The risks associated with issuing a CBDC are often downplayed but are real and likely to undermine any possible benefit that a CBDC would have. Most importantly, every construction of CBDC requires moving funds from banks to the Federal Reserve. Regardless of the model chosen, a CBDC is a direct liability of the central bank. According to the Federal Reserve, “[a] widely available CBDC could serve as a close substitute for commercial bank deposits or other low-risk assets such as government MMFs and Treasury bills. A shift away from these assets could reduce credit availability or raise credit costs for households, businesses, and governments.”

In effect, a CBDC would serve as an advantaged competitor to retail bank deposits that would move money away from banks and into accounts at the Federal Reserve where the funds cannot be lent back into the economy. These deposit accounts represent 71% of bank funding today. Losing this critical funding source would undermine the economics of the banking business model, severely restricting credit availability. ABA estimates that even a CBDC where accounts were capped at $5,000 per “end user” could result in $720 billion in deposits leaving the banking system.

Policymakers are quickly coming to the same conclusion. In June, 2021, then Vice Chair for Supervision Randal Quarles suggested that CBDCs were an unfortunate fad like “parachute pants” that would be “puzzling or embarrassing” in hindsight. Similarly, Federal Reserve Governor Christopher Waller called CBDC “a solution in search of a problem.”

Given the high stakes, it is important we get this right, which is why ABA supports the Federal Reserve’s thoughtful and considered approach. The Federal Reserve’s discussion paper takes a balanced view of the opportunities and risks associated with issuing a CBDC in the United States. The discussion paper also sets an appropriately high bar for action on a CBDC. We believe that the Federal Reserve should not move forward without a clear analysis that shows the benefits of issuing a CBDC outweigh the risks and that doing so would not create adverse impacts on consumers, markets, or the economy. This analysis must necessarily take into account whether a CBDC is the most effective way to realize these benefits. We share the Federal Reserve’s view that the introduction of any CBDC should be subject to Congressional approval in the form of an authorizing law.

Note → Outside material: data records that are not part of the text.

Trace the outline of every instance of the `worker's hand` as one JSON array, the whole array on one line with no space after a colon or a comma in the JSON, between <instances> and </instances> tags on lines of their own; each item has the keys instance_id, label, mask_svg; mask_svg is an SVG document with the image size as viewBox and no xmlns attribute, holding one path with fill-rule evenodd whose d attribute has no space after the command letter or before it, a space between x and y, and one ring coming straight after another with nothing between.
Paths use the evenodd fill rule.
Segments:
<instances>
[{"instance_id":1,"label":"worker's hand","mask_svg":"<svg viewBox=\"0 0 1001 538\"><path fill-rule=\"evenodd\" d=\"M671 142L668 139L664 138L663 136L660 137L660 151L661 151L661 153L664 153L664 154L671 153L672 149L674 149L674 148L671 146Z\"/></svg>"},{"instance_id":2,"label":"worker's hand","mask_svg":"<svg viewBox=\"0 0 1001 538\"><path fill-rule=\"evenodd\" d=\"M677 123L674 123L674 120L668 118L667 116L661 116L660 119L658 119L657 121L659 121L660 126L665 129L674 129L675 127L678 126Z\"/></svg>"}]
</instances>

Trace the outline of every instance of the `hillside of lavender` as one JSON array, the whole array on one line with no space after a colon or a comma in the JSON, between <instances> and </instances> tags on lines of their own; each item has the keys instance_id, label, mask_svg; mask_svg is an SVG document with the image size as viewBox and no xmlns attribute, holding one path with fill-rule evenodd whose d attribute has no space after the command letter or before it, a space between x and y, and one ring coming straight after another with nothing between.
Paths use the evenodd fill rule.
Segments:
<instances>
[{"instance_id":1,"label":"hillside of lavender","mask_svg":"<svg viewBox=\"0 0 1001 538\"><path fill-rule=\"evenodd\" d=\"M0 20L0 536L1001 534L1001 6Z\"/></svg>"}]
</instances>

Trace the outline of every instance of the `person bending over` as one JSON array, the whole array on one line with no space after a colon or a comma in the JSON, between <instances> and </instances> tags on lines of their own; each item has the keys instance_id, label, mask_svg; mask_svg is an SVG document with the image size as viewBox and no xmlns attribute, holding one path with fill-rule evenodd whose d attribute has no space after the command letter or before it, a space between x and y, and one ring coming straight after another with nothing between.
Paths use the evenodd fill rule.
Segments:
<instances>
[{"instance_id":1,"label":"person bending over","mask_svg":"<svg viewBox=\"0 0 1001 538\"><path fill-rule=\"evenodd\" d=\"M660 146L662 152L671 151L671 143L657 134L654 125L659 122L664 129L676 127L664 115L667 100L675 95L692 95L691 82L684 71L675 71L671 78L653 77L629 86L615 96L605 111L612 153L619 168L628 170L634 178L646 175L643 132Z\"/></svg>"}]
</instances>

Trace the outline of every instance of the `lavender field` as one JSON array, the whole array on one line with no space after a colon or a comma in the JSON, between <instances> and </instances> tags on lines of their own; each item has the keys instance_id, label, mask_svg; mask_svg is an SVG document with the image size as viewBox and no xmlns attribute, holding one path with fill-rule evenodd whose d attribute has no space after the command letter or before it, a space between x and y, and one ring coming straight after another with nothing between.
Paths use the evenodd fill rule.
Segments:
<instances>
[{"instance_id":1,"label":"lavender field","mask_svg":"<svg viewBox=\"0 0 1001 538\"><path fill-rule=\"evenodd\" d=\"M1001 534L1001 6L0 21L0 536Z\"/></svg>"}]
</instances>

The recent Executive Order on Digital Assets places an increased focus on CBDC. While much of the executive order calls on federal agencies to assess the expanding marketplace of digital assets before recommending new rules, we are concerned that it clearly directs federal agencies to begin pursuing a CBDC even before determining whether a U.S. CBDC is actually “in the national interest” as the order also requires. Secretary Yellen recently commented on this work, noting that “issuing a CBDC would likely present a major design and engineering challenge that would require years of development, not months.”

We look forward to engaging with the Federal Reserve and other policymakers as they consider the important questions raised in this discussion paper. The remainder of our response will expand on the following three themes:

  • Any potential benefits of a CBDC are uncertain and unlikely to be realized.
  • The costs of offering a CBDC are real and acute. The Federal Reserve’s discussion paper explores these but does not show the full extent to which they might impact our financial system and economy.
  • There are better ways to achieve our shared objectives that do not put our financial system or economy at risk.